Later in life, Osler would tag his favorite students with pet names and he remained an inexhaustible practical joker. Sometimes he went too far, as noted by Michael Bliss:
“The head matron of the new neurological hospital in Philadelphia prided herself in keeping everything in immaculate condition. She also worshiped Osler. One day he confronted her with a skewer containing a cobweb he had found in a far corner of the basement, and with a straight face questioned her house-keeping. Other doctors had to convince the crying woman that it had been a joke.”

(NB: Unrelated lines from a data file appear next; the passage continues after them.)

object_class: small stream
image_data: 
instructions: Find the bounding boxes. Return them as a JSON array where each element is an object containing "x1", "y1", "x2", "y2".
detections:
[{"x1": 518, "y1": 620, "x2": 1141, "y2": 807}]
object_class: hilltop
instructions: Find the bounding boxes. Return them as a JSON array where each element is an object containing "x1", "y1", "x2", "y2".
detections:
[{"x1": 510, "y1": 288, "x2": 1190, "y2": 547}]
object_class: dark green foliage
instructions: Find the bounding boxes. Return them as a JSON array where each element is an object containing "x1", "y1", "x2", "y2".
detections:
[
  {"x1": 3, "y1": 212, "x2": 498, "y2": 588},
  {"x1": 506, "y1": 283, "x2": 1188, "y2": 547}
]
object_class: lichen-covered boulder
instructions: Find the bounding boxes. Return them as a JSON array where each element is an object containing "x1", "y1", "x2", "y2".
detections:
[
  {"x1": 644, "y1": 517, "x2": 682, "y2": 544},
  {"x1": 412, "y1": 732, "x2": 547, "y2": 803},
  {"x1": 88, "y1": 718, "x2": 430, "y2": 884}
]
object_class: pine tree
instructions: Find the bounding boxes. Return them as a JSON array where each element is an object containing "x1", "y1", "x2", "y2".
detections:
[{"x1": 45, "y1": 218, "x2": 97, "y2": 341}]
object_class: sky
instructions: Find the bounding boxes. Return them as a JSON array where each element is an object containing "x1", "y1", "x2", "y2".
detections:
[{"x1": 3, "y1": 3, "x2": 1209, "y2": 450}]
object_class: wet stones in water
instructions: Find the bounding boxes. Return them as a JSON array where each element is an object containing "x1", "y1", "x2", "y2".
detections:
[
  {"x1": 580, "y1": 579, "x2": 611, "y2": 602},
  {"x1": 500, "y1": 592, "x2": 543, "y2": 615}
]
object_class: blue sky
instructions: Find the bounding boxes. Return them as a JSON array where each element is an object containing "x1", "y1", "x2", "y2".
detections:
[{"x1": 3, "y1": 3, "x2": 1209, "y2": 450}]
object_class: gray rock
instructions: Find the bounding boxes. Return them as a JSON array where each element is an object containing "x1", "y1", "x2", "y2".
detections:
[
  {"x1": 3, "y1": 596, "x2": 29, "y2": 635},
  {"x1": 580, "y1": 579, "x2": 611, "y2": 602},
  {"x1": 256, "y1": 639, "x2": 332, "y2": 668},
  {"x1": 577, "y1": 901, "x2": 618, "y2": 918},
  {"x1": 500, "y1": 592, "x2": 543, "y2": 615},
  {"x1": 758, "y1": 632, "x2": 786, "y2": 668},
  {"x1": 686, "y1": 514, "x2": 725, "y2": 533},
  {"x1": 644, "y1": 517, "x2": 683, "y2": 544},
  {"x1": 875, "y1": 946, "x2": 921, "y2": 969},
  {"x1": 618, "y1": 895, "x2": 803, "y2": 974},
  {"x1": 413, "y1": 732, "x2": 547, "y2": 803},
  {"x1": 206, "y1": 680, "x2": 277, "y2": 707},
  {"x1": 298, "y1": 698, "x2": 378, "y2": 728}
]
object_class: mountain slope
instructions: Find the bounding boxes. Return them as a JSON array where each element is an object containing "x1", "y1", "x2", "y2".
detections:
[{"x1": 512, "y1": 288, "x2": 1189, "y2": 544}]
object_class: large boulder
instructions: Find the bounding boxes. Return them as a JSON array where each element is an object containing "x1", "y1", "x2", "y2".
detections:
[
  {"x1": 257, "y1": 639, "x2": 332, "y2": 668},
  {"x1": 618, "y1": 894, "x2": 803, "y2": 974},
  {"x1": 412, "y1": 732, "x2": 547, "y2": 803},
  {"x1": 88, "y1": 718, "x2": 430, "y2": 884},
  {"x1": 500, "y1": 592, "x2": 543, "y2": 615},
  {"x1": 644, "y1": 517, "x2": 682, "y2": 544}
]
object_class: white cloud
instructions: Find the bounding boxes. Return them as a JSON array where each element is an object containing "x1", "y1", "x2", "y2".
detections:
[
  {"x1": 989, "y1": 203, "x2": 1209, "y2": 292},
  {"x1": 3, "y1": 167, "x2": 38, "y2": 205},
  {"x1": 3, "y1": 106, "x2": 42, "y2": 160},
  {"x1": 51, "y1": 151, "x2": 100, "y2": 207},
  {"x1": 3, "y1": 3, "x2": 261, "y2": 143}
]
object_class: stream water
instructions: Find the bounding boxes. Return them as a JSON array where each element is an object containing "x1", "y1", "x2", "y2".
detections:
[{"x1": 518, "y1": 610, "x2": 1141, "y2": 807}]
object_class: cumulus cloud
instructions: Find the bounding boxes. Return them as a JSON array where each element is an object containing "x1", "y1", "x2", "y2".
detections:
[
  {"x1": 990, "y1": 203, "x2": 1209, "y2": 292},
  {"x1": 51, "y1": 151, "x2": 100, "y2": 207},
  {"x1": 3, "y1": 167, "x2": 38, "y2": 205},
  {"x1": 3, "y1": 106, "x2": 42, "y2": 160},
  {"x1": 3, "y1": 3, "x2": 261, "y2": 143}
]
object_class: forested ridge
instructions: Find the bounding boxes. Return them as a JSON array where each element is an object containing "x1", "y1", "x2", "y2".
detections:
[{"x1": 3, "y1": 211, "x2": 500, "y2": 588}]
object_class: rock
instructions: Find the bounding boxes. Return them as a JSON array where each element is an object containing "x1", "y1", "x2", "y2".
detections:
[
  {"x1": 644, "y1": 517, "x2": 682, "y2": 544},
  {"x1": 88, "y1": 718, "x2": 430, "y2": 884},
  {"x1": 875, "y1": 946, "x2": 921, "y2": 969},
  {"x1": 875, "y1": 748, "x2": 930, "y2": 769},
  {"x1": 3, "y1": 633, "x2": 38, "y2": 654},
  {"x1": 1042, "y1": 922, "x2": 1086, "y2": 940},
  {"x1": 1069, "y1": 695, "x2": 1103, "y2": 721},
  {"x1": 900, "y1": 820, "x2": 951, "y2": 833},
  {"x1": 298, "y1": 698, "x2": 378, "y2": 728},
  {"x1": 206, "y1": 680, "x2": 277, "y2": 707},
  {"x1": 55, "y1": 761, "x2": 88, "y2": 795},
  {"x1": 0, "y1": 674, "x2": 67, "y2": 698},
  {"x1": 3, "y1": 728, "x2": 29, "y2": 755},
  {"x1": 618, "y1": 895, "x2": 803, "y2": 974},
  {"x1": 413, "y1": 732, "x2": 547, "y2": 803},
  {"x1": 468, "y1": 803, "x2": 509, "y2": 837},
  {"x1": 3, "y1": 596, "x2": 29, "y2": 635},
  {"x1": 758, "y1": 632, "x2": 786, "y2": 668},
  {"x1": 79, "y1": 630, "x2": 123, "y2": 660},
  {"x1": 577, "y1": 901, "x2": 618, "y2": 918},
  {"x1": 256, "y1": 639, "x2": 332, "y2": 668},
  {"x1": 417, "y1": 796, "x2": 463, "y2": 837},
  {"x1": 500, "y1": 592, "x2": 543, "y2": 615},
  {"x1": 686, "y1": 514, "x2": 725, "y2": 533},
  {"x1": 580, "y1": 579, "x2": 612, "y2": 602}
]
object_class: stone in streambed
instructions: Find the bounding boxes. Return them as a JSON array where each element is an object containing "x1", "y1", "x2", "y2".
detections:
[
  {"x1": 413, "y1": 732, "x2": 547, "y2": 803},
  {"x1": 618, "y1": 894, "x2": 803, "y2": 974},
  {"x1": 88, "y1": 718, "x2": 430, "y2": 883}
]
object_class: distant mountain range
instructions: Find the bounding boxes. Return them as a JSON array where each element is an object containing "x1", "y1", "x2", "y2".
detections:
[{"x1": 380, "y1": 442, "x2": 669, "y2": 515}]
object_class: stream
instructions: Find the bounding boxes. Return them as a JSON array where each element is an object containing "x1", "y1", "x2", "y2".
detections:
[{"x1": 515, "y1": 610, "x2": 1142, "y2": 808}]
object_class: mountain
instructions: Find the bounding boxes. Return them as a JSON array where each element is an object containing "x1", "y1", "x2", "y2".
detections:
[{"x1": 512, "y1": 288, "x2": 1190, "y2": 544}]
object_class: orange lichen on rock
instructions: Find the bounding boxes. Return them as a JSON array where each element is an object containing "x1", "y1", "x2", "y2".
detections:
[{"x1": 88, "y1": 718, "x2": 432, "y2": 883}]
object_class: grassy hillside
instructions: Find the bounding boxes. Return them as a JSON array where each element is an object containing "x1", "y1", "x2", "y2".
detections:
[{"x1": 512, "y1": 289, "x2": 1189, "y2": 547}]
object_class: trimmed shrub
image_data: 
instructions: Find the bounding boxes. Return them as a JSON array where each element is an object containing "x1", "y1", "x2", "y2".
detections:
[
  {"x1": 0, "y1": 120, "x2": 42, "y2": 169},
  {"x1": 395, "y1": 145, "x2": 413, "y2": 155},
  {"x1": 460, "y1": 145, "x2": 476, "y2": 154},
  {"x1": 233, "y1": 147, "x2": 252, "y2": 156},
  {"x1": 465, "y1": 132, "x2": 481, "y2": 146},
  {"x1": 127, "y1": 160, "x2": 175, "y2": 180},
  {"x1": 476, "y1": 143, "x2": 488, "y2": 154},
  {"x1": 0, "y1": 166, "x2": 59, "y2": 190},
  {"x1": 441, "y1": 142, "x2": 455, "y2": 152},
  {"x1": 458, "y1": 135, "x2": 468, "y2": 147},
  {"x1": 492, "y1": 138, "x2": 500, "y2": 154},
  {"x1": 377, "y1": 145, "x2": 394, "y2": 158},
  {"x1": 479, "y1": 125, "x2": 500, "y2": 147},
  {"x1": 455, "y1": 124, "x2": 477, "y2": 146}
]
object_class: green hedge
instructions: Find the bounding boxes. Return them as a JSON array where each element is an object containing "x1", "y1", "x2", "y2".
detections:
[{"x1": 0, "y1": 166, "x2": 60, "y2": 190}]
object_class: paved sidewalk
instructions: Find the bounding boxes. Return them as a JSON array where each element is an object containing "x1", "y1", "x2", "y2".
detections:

One of my favorite anecdotes (though somewhat indefensible!) concerned the death of a patient with Addison’s disease. Not even Osler could convince the man’s family to allow an autopsy. Yet Osler was determined to get his hands on the man’s diseased adrenals. He ghosted into the Morgue during the quiet hours of the night to find the dead man’s corpse. After greasing his own arm and adequately dilating the appropriate lifeless sphincter muscles he was able to grasp the sought-after organs by triumphantly breaching the wall of the deceased’s bowel. Afterward, the body appeared untouched. The next morning, to Osler’s surprise (and probable amusement), he was called upon by the dead man’s Priest. The Priest told Osler the man’s family had changed their minds: Osler had permission to perform the autopsy – with one condition – that the Priest be there to witness the procedure…
Osler’s sense of fun seems, at first, to be at odds with his hallowed reputation. On the contrary, I would argue that it is integral to why he is still so loved and remembered by physicians, and reminds us that although he was a truly great medical hero, he was also human.